Countercycling

The aspect of the Swedish Model that interested visiting economists in the 1970s was the investment funds invented by the Swedish Minister of Finance Gunnar Sträng in the 1960s. In America, as a one-off crisis measure, something very similar was already being done by Franklin Roosevelt in his New Deal response to the Great Depression although it never became enshrined in policy.

In Sweden the groundwork for the policy had been done by Gustav Cassell at the turn of the century and with the notable exception of David Davidson the idea was endorsed by the economists of Sweden's other golden age...that of economics. Both Wiksell and Hecksher viewed favourably the idea that government should intervene in the economic cycle by fine-tuning effective demand.

The Swedish Social Democrats were in a position to implement these ideas as early as the 1930s which would have made them the first government in Europe to embrace the new orthodoxy which has subsequently come to be known as Keynsianism.

But the question of whether or not the social democrats attempted any form of countercyclical intervention in the economy is a matter of acrimonious debate between the centre-left and hard-left (see 'Social Democratic Government in the 1930s' in Appendix C).

Gunnar Myrdal and Bertil Ohlin were both busy proponents of the interventionist approach but in the cold light of day in the real world the Social Democrats discovered that this new policy tool dreamt up by the academics was a two-edged sword. Its usefulness depended on knowing when to apply it...and you only ever knew that after the bottom of the recession.

Gunnar Sträng reckoned he had figured out a way round the problem. It was really indicative planning all over again. Government would not intervene directly but would instead give incentives to the large companies.

This is how it worked. A company could put money away tax-free in an investment fund and take it out again later. Government would operate the 'economic traffic lights'. Red at the top of the economic cycle...stop spending and put your money into your tax-free piggy bank. Green at the bottom of the cycle...raid the piggy bank if you want to. Amber at other times.

The catch from a company's point of view was that Gunnar Sträng circumscribed any creative accounting they might otherwise have done by insisting that they deposit an amount equivalent to the temporary tax savings with the Swedish Central Bank...interest-free. The companies of course would have preferred to have the money sloshing around in their corporate treasuries.

With hindsight most Swedish economists now believe that Sträng's investment funds never really worked.
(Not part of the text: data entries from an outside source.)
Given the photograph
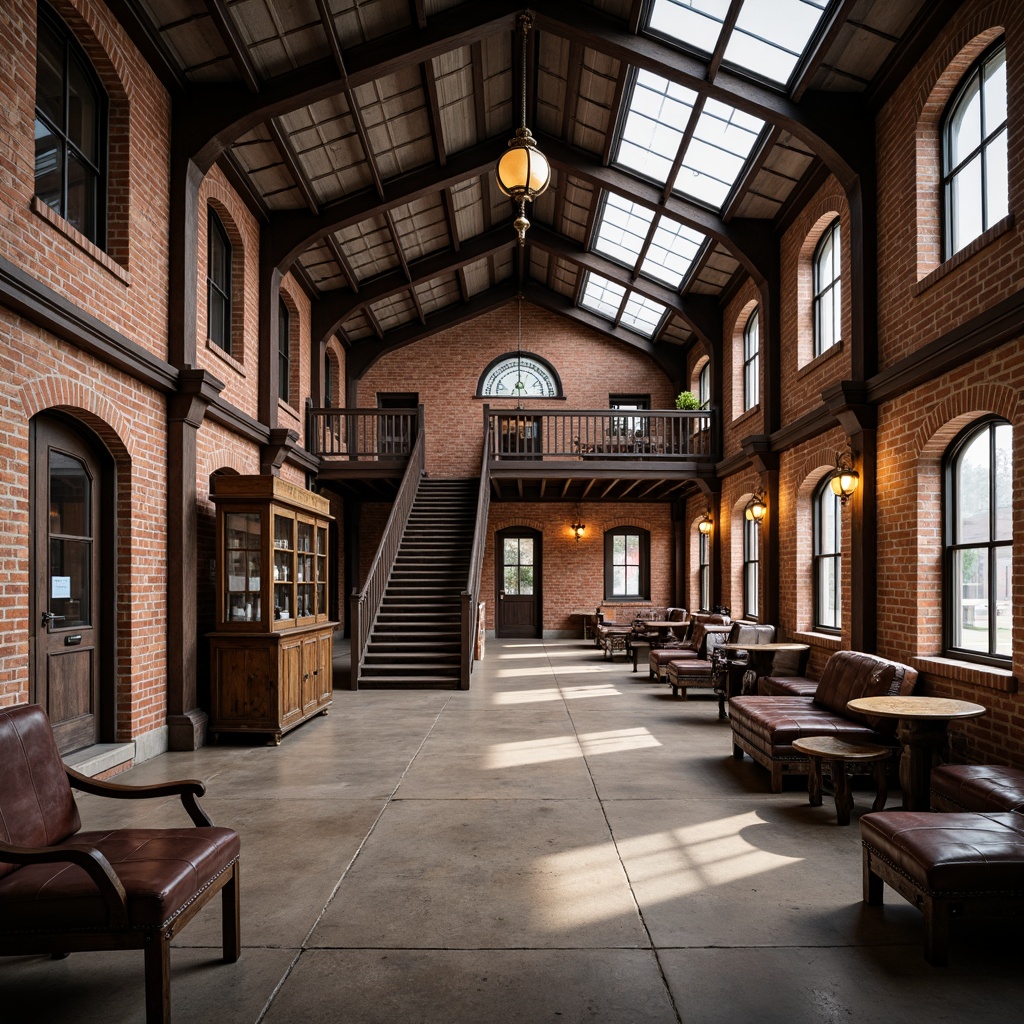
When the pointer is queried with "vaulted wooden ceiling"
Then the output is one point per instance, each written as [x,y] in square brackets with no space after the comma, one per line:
[680,134]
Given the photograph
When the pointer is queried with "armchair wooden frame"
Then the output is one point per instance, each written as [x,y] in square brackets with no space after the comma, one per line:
[121,932]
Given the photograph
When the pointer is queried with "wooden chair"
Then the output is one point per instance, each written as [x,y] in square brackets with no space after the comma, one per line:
[64,891]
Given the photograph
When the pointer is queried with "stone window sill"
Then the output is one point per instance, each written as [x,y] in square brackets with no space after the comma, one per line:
[77,239]
[968,672]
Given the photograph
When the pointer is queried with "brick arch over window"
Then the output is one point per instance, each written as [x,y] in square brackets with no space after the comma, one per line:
[749,309]
[221,204]
[824,211]
[86,23]
[934,436]
[977,34]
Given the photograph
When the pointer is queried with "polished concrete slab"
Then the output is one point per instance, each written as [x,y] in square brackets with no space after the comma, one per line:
[563,842]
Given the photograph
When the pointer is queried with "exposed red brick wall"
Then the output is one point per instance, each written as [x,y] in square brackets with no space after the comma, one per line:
[591,368]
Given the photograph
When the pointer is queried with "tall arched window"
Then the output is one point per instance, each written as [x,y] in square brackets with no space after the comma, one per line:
[752,558]
[71,130]
[827,291]
[827,558]
[974,151]
[979,550]
[218,280]
[284,351]
[752,361]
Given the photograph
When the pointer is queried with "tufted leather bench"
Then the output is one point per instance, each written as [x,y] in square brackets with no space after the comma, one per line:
[766,726]
[977,787]
[958,863]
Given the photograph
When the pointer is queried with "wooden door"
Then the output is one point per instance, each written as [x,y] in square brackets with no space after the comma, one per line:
[517,561]
[66,543]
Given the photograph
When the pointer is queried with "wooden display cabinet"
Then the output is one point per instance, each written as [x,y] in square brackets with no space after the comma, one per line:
[271,651]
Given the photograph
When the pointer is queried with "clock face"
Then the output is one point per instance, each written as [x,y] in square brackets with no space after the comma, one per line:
[519,378]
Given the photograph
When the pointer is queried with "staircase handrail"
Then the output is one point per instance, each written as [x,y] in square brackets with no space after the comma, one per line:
[366,603]
[470,605]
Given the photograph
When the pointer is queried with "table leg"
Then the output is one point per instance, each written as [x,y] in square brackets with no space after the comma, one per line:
[844,796]
[814,782]
[922,741]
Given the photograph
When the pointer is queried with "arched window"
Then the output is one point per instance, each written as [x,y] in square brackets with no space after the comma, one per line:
[71,130]
[284,351]
[979,542]
[827,291]
[974,151]
[827,559]
[627,564]
[218,279]
[752,555]
[752,361]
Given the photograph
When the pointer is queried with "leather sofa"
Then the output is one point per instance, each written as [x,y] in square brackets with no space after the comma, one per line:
[765,726]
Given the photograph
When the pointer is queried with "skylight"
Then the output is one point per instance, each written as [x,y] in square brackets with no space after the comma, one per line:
[715,158]
[601,296]
[642,314]
[622,229]
[672,251]
[767,41]
[657,115]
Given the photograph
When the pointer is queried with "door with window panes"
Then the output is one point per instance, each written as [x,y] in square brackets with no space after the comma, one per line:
[517,559]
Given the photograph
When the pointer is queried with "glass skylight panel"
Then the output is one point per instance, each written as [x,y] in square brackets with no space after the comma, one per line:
[642,314]
[715,158]
[657,115]
[769,38]
[673,249]
[601,296]
[696,24]
[622,229]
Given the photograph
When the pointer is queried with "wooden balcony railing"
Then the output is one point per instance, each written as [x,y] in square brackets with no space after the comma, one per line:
[365,434]
[656,434]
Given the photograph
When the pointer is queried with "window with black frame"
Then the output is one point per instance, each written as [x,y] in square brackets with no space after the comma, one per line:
[752,361]
[70,130]
[827,558]
[974,152]
[979,550]
[627,564]
[827,291]
[218,291]
[752,549]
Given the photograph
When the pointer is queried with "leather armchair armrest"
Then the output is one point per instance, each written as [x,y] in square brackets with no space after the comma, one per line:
[188,790]
[89,859]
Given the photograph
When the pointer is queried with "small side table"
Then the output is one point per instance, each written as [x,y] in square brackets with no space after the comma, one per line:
[839,753]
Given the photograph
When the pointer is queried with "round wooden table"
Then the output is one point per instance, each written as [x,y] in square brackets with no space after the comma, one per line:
[840,753]
[923,735]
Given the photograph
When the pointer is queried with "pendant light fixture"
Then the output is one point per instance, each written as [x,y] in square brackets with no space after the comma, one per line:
[522,172]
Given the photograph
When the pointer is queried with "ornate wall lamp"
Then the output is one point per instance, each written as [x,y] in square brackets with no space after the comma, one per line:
[522,172]
[578,526]
[756,509]
[845,478]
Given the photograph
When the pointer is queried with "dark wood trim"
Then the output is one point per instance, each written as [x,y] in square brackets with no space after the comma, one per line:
[47,309]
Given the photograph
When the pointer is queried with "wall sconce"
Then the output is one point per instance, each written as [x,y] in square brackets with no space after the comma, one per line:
[845,478]
[756,509]
[578,526]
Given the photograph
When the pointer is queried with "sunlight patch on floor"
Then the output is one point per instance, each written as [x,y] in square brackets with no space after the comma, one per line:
[663,866]
[554,693]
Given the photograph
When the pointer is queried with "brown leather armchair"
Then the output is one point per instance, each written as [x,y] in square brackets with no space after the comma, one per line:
[64,891]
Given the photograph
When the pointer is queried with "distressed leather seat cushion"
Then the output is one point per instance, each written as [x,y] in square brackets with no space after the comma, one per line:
[160,868]
[951,853]
[778,721]
[980,787]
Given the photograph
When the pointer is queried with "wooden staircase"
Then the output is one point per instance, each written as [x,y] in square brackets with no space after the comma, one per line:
[416,641]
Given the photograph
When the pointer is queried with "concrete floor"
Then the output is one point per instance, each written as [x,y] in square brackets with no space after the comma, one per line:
[564,842]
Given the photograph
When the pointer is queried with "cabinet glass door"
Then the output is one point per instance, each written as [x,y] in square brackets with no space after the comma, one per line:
[284,566]
[243,536]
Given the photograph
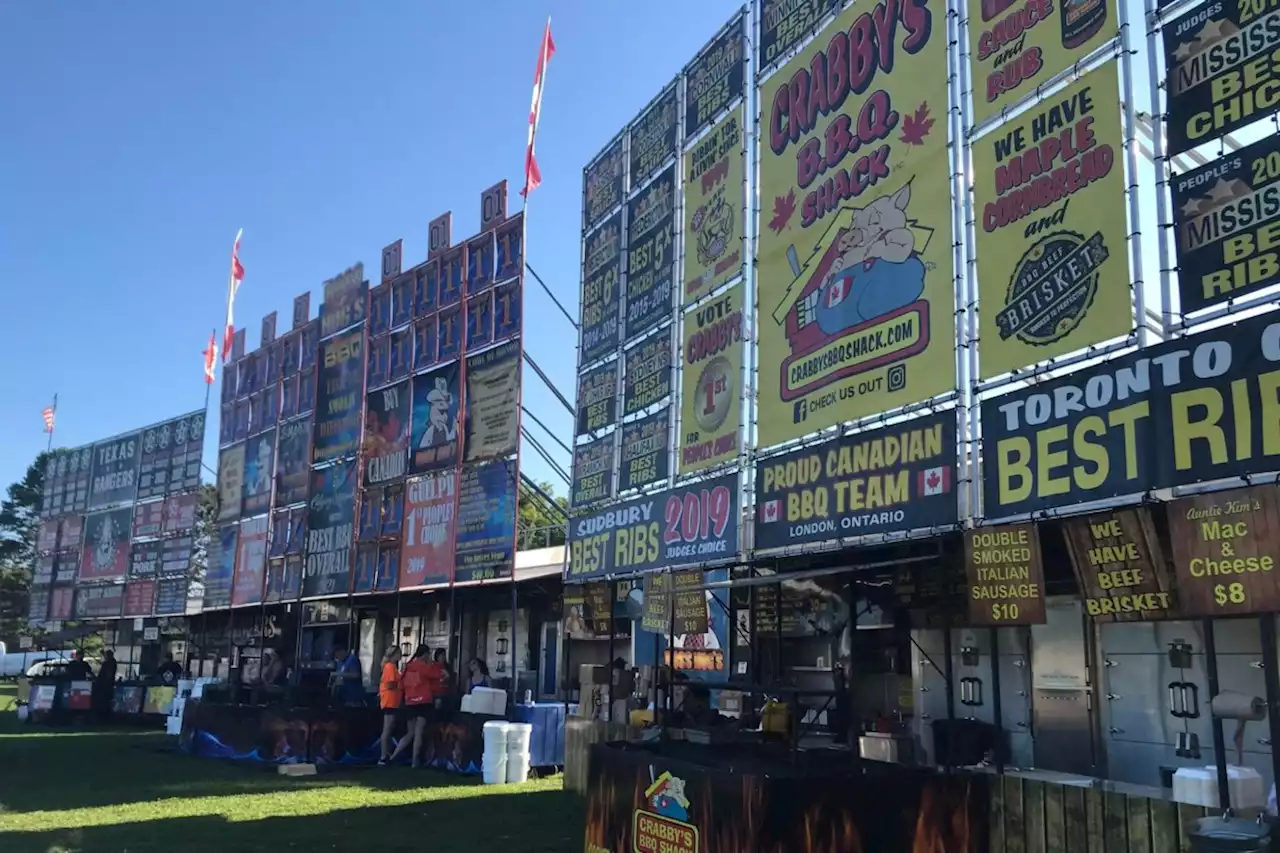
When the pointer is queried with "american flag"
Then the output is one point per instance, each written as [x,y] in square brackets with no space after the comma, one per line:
[232,286]
[533,177]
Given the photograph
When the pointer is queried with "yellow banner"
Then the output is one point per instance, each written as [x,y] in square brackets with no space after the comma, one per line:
[711,396]
[713,208]
[1016,45]
[1048,192]
[855,274]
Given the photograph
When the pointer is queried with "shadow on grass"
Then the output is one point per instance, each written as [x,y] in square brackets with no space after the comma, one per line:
[535,821]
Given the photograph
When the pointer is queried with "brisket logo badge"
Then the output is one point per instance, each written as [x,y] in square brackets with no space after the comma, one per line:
[1052,287]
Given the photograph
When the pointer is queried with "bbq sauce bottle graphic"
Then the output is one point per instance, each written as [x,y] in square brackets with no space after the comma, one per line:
[1082,19]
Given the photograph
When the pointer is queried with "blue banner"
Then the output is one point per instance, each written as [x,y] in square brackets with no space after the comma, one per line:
[487,521]
[330,530]
[222,569]
[339,397]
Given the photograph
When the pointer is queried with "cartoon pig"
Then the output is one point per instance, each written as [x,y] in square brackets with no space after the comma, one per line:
[877,270]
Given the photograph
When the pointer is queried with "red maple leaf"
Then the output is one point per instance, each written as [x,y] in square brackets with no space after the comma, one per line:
[917,126]
[782,209]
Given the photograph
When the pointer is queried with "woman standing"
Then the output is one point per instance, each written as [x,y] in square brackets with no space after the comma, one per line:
[391,697]
[419,698]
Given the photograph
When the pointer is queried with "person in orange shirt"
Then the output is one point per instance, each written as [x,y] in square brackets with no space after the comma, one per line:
[391,697]
[420,685]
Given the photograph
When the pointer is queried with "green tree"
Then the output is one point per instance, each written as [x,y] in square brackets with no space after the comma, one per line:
[540,523]
[19,520]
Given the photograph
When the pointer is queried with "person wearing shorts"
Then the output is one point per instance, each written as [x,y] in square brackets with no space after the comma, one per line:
[419,685]
[391,697]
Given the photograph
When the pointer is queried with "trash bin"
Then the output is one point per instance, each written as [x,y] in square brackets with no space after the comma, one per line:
[1230,835]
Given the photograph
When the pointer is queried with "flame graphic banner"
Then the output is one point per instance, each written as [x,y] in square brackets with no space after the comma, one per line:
[640,801]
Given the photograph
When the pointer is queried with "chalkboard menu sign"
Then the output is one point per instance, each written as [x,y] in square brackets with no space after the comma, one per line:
[656,616]
[690,602]
[1226,551]
[1006,576]
[599,607]
[1120,566]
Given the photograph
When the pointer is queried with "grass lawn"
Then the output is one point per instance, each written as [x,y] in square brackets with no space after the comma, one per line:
[120,790]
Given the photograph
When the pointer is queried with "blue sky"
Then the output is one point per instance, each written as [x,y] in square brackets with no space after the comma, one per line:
[140,136]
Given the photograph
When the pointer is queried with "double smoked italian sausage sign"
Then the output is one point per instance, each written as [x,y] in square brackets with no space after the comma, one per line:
[1201,407]
[1006,575]
[688,525]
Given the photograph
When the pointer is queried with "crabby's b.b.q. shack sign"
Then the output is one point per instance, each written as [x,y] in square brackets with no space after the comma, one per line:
[855,277]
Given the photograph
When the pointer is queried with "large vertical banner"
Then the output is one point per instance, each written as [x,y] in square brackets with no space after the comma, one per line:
[430,530]
[1048,191]
[855,273]
[785,23]
[330,530]
[493,402]
[1225,214]
[437,418]
[593,470]
[711,397]
[387,434]
[602,281]
[115,471]
[487,521]
[292,463]
[344,301]
[1219,71]
[231,482]
[222,568]
[598,397]
[1016,48]
[259,468]
[250,562]
[650,254]
[106,544]
[714,78]
[339,398]
[645,456]
[648,374]
[714,172]
[653,137]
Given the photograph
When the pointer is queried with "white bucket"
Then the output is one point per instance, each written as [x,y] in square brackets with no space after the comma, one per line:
[519,737]
[496,770]
[517,767]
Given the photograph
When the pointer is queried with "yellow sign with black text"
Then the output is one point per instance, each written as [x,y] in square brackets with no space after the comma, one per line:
[713,208]
[855,270]
[1048,190]
[711,395]
[1016,46]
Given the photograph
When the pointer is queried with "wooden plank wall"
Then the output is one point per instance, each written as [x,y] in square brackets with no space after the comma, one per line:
[1029,816]
[579,737]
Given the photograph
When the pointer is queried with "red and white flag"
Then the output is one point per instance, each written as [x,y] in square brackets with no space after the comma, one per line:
[935,480]
[210,357]
[232,286]
[533,177]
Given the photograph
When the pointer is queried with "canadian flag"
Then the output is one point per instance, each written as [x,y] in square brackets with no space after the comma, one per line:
[935,480]
[769,511]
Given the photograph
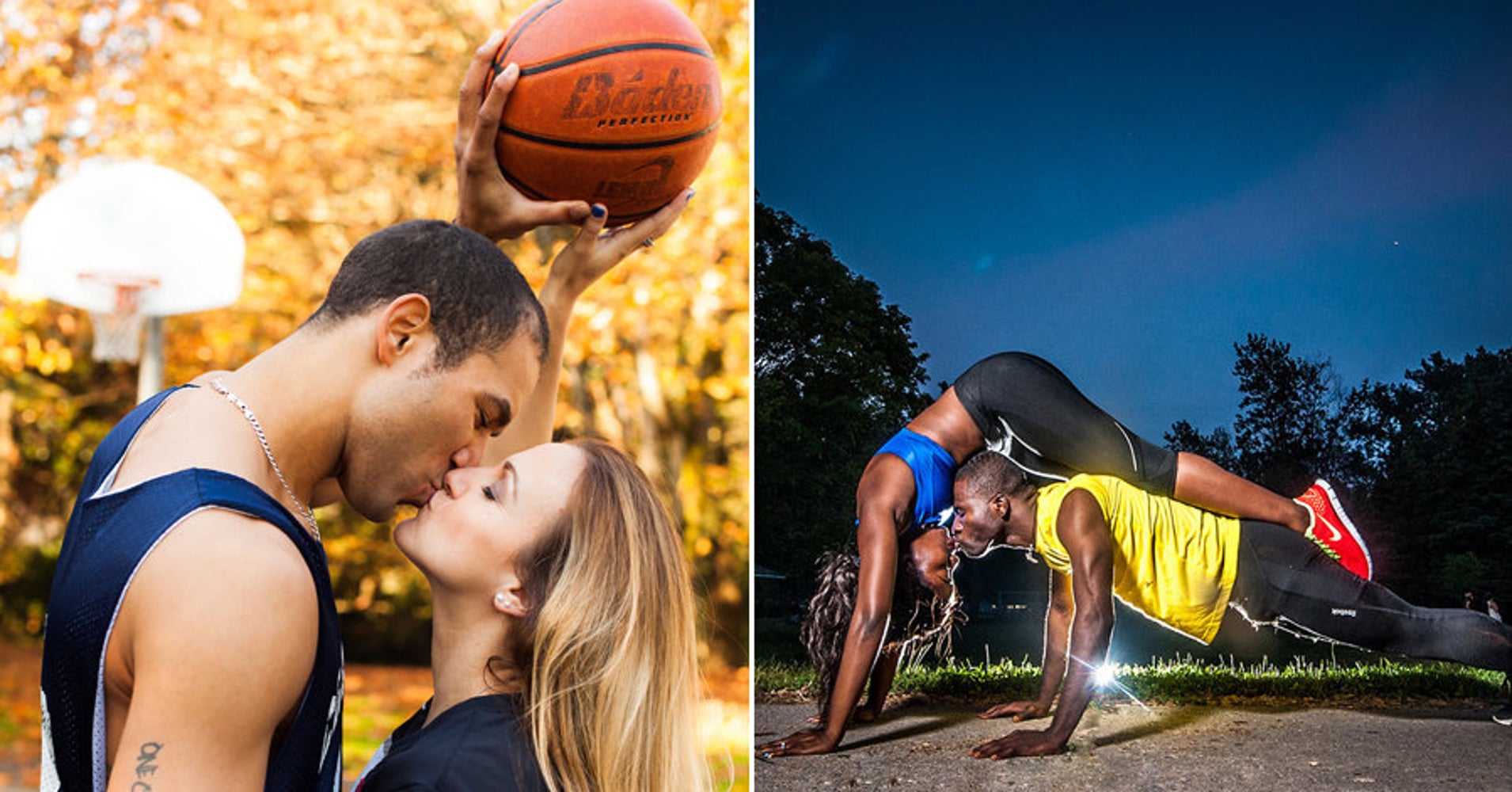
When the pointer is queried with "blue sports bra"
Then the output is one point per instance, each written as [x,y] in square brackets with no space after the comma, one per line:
[933,474]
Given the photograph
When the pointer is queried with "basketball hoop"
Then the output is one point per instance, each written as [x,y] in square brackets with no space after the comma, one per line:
[117,331]
[132,242]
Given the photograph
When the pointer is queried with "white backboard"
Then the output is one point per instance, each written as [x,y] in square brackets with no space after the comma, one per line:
[132,219]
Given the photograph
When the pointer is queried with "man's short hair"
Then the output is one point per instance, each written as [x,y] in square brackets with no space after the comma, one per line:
[990,474]
[480,299]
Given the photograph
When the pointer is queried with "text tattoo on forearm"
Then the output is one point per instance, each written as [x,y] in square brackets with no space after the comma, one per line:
[146,767]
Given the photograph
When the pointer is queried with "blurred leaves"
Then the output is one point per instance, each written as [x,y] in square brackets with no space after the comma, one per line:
[318,123]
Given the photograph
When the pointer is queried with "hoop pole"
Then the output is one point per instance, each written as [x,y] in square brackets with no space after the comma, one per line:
[150,372]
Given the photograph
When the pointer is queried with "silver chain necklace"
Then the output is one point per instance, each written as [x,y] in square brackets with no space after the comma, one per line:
[309,516]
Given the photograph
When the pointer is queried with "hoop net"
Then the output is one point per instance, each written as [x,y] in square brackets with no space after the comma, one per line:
[118,331]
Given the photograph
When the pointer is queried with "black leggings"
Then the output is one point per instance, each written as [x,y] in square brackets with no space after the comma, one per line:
[1286,581]
[1028,412]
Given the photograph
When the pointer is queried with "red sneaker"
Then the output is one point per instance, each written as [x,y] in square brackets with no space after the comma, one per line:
[1332,529]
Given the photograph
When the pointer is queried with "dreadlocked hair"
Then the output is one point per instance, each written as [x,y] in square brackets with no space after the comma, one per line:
[827,622]
[918,623]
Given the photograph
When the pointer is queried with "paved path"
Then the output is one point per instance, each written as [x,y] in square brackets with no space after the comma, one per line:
[1171,748]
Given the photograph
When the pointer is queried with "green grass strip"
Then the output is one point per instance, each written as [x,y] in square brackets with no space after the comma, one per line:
[1180,682]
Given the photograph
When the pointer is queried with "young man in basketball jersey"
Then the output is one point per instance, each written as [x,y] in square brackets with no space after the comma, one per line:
[1027,410]
[1183,567]
[191,638]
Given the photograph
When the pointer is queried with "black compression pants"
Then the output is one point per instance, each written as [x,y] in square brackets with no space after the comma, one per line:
[1286,581]
[1031,413]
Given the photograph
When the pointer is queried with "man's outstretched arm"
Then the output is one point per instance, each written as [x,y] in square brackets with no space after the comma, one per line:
[215,644]
[1089,543]
[1058,630]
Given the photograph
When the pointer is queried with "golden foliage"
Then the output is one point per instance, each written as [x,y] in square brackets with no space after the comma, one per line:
[317,123]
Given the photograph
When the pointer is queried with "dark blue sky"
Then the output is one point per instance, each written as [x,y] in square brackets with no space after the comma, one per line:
[1130,188]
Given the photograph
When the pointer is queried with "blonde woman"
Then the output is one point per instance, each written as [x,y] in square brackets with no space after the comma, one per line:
[563,650]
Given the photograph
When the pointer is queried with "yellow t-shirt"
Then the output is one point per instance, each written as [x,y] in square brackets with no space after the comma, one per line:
[1171,561]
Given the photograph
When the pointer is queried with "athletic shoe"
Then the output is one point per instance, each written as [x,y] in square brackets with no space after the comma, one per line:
[1334,532]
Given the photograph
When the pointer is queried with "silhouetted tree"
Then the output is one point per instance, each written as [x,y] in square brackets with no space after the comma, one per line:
[837,374]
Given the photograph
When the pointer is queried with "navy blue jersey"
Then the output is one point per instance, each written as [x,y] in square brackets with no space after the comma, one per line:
[109,535]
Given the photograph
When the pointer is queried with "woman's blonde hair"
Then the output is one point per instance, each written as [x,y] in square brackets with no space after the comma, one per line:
[610,644]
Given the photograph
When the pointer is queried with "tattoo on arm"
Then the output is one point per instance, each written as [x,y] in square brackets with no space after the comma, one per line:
[146,767]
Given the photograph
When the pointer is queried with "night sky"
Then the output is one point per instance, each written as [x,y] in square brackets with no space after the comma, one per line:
[1130,188]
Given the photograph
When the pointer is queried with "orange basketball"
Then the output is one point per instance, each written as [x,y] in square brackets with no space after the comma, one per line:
[617,103]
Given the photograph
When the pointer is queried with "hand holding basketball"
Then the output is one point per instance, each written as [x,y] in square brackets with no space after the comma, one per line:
[596,251]
[486,201]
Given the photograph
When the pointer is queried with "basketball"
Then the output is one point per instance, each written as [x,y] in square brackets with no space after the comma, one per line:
[617,103]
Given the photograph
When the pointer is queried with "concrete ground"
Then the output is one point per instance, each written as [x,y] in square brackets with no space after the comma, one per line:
[1169,748]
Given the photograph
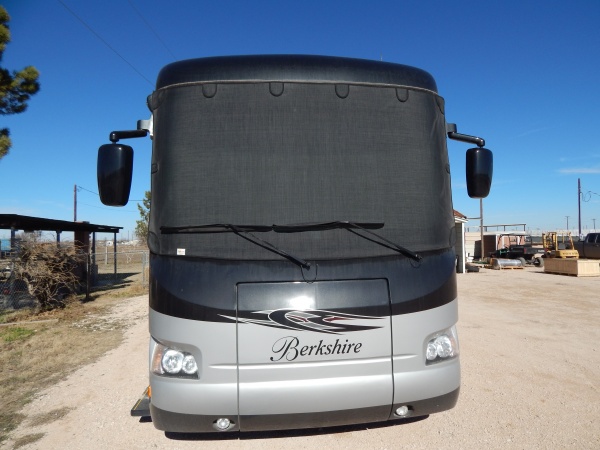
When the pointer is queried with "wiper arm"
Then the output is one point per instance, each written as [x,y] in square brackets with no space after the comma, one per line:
[324,226]
[243,231]
[351,227]
[215,228]
[385,242]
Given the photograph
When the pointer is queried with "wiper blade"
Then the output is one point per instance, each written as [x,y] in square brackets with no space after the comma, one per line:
[215,228]
[243,231]
[351,227]
[380,240]
[324,226]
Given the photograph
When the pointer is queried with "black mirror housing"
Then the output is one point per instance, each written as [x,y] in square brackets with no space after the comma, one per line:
[480,167]
[115,168]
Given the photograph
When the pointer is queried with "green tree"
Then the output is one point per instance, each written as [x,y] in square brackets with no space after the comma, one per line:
[16,88]
[141,227]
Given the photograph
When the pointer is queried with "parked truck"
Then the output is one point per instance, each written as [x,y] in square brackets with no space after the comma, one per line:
[589,247]
[301,235]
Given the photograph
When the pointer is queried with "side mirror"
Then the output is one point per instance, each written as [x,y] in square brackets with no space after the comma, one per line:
[480,166]
[115,168]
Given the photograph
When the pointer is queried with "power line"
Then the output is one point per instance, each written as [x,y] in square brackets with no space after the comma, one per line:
[151,29]
[81,188]
[104,42]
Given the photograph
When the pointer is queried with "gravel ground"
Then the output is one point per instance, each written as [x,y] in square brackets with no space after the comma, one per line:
[530,354]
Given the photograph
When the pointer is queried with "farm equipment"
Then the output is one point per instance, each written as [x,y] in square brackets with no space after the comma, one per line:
[518,247]
[559,246]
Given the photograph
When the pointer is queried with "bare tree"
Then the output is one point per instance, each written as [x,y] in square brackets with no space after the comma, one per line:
[49,272]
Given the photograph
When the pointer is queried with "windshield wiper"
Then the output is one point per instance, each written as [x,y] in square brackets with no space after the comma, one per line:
[351,227]
[243,231]
[324,226]
[215,228]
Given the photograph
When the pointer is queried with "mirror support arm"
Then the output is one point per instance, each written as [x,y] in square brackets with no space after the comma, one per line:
[116,135]
[452,134]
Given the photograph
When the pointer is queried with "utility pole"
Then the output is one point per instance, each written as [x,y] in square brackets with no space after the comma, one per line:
[481,226]
[579,203]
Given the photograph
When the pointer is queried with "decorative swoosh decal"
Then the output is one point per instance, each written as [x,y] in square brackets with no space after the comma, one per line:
[308,320]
Not only did the investment funds distort the 'free workings of the credit and money markets'...that after all was the idea...but the mechanisms for triggering movement in and out of the investment funds tended to have a rather perverse ratchet effect that led to a steady one-way increase in public sector spending

Meanwhile other investment opportunities were squeezed out. The boost to the public sector at the low point in the economic cycle was never balanced out by drawing in expenditure at the high point...which was how it was supposed to work.